Is this page helpful?

Overview#

Apache Spark 3.3+ lets users provide a plugin that can replace the backend for SQL and DataFrame operations. This requires no API changes from the user. The plugin will replace SQL operations it supports with GPU accelerated versions. If an operation isn’t supported it will fall back to using the Spark CPU version.

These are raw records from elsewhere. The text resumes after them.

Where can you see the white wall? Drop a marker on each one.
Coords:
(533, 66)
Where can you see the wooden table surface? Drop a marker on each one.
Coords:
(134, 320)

The plugin can’t accelerate operations that manipulate RDDs directly.

The accelerator library also provides an implementation of Spark’s shuffle that can leverage UCX to optimize GPU data transfers keeping as much data on the GPU as possible and bypassing the CPU to do GPU to GPU transfers.

The GPU accelerated processing plugin doesn’t require the accelerated shuffle implementation. However, if accelerated SQL processing isn’t enabled, the shuffle implementation falls back to the default SortShuffleManager.

To enable GPU processing acceleration you will need:

Apache Spark 3.3+
A Spark cluster configured with GPUs that comply with the requirements for RAPIDS.
- One GPU per executor.
The cuDF for Apache Spark plugin jar.
To set the config spark.plugins to com.nvidia.spark.SQLPlugin

cuDF for Apache Spark Compatibility Overview#

Kindly refer to the cuDF for Apache Spark download page for information on supported platforms, hardware/software prerequisites, and release notes.

The following compatibility summary mirrors the cuDF for Apache Spark 26.04 release metadata:

OS: cuDF for Apache Spark is compatible with any Linux distribution with glibc >= 2.28 (Please check ldd –version output). glibc 2.28 was released August 1, 2018.
NVIDIA Driver*: R525+
Runtime: Scala 2.12, 2.13
Scala 2.12: Spark 3.3.0 through 3.5.8
Scala 2.13: Spark 3.5.0 through 3.5.8, and Spark 4.0.0, 4.0.1, 4.0.2, and 4.1.1
Databricks 13.3 ML LTS (GPU, Scala 2.12, Spark 3.4.1)
Databricks 14.3 ML LTS (GPU, Scala 2.12, Spark 3.5.0)
Databricks 17.3 ML LTS (GPU, Scala 2.13, Spark 4.0.0)
GCP Dataproc 2.1
GCP Dataproc 2.2
GCP Dataproc 2.3
Spark runtime 1.1 LTS
Spark runtime 1.2
Spark runtime 2.0
Spark runtime 2.1
Spark runtime 2.2
The above packages are built against CUDA 12.9 or CUDA 13.1. They are tested on V100, T4, A10, A100, L4, H100 and GB100 GPUs.

Spark GPU Scheduling Overview#

Apache Spark 3.x now supports GPU scheduling as long as you are using a cluster manager that supports it. You can have Spark request GPUs and assign them to tasks. The exact configs you use will vary depending on your cluster manager. Here are some example configs:

Request your executor to have GPUs:
- --conf spark.executor.resource.gpu.amount=1
Specify the number of GPUs per task:
- --conf spark.task.resource.gpu.amount=0.125 will allow up to eight concurrent tasks per executor. It’s recommended to be 1/{executor core count} to get the best performance.
Specify a GPU discovery script (required on YARN and K8S):
- --conf spark.executor.resource.gpu.discoveryScript=./getGpusResources.sh
Explain why some operations of a query weren’t placed on a GPU or not:
- --conf spark.rapids.sql.explain=ALL will display whether each operation is placed on GPU.
- --conf spark.rapids.sql.explain=NOT_ON_GPU will display only parts that didn’t go on the GPU, and it’s the default setting.
- --conf spark.rapids.sql.explain=NONE will disable the log of rapids.sql.explain.

Refer to the deployment specific sections for more details and restrictions. spark.task.resource.gpu.amount can be a decimal amount, so if you want multiple tasks to be run on an executor at the same time and assigned to the same GPU you can set this to a decimal value less than 1. You would want this setting to correspond to the spark.executor.cores setting. For instance, if you have spark.executor.cores=2 which would allow 2 tasks to run on each executor and you want those 2 tasks to run on the same GPU then you would set spark.task.resource.gpu.amount=0.5. Refer to the Tuning Guide for more details on controlling the task concurrency for each executor.

You can also refer to the official Apache Spark documentation.

Spark workload qualification#

If you plan to convert existing Spark workload from CPU to GPU, refer to this Spark workload qualification to check if your Spark Applications are good fit for the cuDF for Apache Spark.

Spark benchmark#

Please visit spark-rapids-benchmarks repo for benchmark tests using the cuDF for Apache Spark, if you plan to compare the CPU and GPU Spark jobs’ performance.